Die drei Hauptformen
Für Makler bedeutet das: Du kennst die Unterschiede. Die Grunddienstbarkeit nach §1018 BGB ist zugunsten eines anderen Grundstücks bestellt – klassisch ein Wegerecht für den Nachbarn. Sie ist dauerhaft und bindet jeden Eigentümer.
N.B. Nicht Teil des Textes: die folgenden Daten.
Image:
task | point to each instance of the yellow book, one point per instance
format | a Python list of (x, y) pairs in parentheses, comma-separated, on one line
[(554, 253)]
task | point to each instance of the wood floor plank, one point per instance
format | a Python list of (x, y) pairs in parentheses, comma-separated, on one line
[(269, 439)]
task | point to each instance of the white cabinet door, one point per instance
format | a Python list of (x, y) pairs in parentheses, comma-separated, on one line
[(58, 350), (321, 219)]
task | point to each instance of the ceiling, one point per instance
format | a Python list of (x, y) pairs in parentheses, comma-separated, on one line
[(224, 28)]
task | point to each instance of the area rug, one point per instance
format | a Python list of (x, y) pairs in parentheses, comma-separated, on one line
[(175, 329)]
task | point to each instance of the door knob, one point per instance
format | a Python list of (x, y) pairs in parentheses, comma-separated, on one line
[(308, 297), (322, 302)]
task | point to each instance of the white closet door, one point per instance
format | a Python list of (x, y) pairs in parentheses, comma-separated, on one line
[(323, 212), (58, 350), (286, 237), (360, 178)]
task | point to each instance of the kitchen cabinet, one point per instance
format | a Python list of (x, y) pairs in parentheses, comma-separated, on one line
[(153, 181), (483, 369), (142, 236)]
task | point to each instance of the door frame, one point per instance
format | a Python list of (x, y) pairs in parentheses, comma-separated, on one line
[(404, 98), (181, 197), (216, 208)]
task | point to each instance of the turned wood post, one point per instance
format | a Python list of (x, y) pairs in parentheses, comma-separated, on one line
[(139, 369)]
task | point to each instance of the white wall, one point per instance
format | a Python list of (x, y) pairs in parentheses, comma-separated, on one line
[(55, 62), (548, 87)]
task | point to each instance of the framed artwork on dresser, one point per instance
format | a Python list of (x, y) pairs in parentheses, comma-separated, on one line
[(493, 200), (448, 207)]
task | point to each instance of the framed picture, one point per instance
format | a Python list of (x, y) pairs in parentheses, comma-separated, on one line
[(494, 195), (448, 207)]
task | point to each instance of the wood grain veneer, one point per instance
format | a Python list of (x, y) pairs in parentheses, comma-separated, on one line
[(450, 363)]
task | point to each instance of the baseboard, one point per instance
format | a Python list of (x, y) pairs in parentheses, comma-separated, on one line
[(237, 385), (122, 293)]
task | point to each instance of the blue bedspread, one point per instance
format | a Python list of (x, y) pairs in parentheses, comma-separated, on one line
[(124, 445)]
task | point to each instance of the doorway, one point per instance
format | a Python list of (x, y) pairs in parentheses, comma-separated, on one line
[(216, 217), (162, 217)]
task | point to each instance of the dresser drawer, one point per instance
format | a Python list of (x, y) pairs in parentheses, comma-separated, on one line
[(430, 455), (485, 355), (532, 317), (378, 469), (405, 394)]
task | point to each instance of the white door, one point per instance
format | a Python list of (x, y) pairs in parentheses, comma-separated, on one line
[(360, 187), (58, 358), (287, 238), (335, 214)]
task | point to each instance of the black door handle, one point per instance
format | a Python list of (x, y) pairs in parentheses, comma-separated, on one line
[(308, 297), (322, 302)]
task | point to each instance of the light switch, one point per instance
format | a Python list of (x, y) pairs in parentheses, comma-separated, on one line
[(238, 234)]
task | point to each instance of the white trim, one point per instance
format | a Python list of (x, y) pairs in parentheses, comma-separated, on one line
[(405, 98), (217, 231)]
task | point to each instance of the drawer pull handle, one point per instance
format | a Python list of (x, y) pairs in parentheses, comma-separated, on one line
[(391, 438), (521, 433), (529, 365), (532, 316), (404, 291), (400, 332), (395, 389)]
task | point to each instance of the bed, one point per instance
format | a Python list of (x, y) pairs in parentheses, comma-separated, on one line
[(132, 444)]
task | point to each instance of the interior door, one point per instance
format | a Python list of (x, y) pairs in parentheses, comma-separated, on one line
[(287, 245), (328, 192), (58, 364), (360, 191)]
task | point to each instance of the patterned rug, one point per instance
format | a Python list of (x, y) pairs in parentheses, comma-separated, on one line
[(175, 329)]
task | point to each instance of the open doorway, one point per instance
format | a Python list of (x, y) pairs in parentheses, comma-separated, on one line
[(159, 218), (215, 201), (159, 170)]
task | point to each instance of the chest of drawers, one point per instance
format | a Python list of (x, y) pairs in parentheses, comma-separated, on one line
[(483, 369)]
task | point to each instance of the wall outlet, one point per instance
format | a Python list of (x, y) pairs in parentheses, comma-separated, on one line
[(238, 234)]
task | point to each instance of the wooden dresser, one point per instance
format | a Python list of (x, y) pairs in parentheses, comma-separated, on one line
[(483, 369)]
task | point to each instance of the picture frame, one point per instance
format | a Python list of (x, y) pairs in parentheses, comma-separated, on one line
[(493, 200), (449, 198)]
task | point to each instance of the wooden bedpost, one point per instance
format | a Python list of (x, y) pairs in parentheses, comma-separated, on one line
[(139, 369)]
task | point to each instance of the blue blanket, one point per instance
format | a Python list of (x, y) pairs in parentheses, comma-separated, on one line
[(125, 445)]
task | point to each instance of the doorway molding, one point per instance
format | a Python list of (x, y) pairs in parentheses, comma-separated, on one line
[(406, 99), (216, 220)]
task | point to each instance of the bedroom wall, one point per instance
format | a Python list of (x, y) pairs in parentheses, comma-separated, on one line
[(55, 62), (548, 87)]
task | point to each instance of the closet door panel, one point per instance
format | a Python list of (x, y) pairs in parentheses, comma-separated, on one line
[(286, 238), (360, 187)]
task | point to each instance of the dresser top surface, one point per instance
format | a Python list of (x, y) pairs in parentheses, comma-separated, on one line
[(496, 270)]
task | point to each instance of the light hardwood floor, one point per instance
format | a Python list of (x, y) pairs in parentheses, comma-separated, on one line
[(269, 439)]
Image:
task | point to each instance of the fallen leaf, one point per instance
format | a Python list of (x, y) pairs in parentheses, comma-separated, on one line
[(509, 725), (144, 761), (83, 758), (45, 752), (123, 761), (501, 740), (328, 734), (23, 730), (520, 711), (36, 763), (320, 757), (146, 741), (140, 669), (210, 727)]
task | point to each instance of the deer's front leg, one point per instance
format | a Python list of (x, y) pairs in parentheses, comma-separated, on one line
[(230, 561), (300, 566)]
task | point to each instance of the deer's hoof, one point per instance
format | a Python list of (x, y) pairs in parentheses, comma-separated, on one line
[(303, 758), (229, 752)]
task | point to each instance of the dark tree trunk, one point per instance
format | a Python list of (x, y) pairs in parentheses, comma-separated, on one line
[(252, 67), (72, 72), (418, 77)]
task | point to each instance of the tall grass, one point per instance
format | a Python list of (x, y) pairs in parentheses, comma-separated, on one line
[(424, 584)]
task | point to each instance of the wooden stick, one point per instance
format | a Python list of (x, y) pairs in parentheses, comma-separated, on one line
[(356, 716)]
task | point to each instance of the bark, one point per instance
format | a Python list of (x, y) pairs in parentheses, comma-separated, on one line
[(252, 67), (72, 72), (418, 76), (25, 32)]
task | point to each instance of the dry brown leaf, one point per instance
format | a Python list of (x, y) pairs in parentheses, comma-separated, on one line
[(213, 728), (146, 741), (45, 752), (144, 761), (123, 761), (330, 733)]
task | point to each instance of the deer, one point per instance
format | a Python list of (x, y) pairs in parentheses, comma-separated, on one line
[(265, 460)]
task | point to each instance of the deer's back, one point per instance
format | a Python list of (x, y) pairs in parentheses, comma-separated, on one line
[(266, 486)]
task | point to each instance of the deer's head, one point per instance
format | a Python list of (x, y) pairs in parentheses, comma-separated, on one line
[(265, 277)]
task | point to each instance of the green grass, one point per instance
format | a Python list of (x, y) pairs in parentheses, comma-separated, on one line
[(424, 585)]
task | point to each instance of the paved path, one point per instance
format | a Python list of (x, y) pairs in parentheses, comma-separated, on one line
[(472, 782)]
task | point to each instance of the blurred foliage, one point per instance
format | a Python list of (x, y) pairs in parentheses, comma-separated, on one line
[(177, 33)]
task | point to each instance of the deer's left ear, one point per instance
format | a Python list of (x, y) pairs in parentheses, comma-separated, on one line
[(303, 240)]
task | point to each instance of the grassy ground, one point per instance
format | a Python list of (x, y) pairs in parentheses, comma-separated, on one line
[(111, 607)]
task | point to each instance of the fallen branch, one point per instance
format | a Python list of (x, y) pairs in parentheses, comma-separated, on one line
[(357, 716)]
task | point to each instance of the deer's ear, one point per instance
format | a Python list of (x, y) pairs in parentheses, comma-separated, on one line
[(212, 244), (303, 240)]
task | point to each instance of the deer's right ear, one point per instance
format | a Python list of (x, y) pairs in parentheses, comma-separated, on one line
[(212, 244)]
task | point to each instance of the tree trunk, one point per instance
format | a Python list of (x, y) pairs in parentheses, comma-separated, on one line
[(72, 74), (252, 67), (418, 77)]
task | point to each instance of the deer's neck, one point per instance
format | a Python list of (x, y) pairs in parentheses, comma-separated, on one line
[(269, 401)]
Die beschränkt persönliche Dienstbarkeit nach §1090 BGB ist zugunsten einer bestimmten Person bestellt – etwa ein Wohnungsrecht für die Eltern. Sie erlischt mit dem Tod des Berechtigten und ist nicht übertragbar.
Der Nießbrauch nach §1030 BGB ist die umfassendste Form. Er erlaubt die volle wirtschaftliche Nutzung inklusive Vermietung und Ertragsziehung. Er ist immer persönlich und nicht übertragbar.
Praxis im Verkauf
Bei der Akquise prüfst du systematisch das Grundbuch – Abteilung II zeigt alle Dienstbarkeiten. Jeder Eintrag wird mit dem Eigentümer besprochen, um die wirtschaftliche Tragweite zu verstehen. Ist die Dienstbarkeit aktiv? Wer ist berechtigt? Welche Pflichten und Kosten entstehen daraus?
Im Exposé werden Dienstbarkeiten transparent dokumentiert. Käufer akzeptieren bekannte Belastungen, wenn sie früh kommuniziert werden – sie reagieren aber empfindlich auf späte Überraschungen am Notartermin.
Bei komplexen Konstellationen (mehrere Dienstbarkeiten, alte Verträge, unklare Berechtigte) empfiehlt sich eine fachanwaltliche Prüfung. Die Kosten von 500 bis 1.500 Euro sind gut investiert, weil sie spätere Streitigkeiten verhindern. Ein professionelles Kundenportal liefert dabei zentralen Zugriff auf Grundbuchauszüge, Lagepläne und vertragliche Vereinbarungen.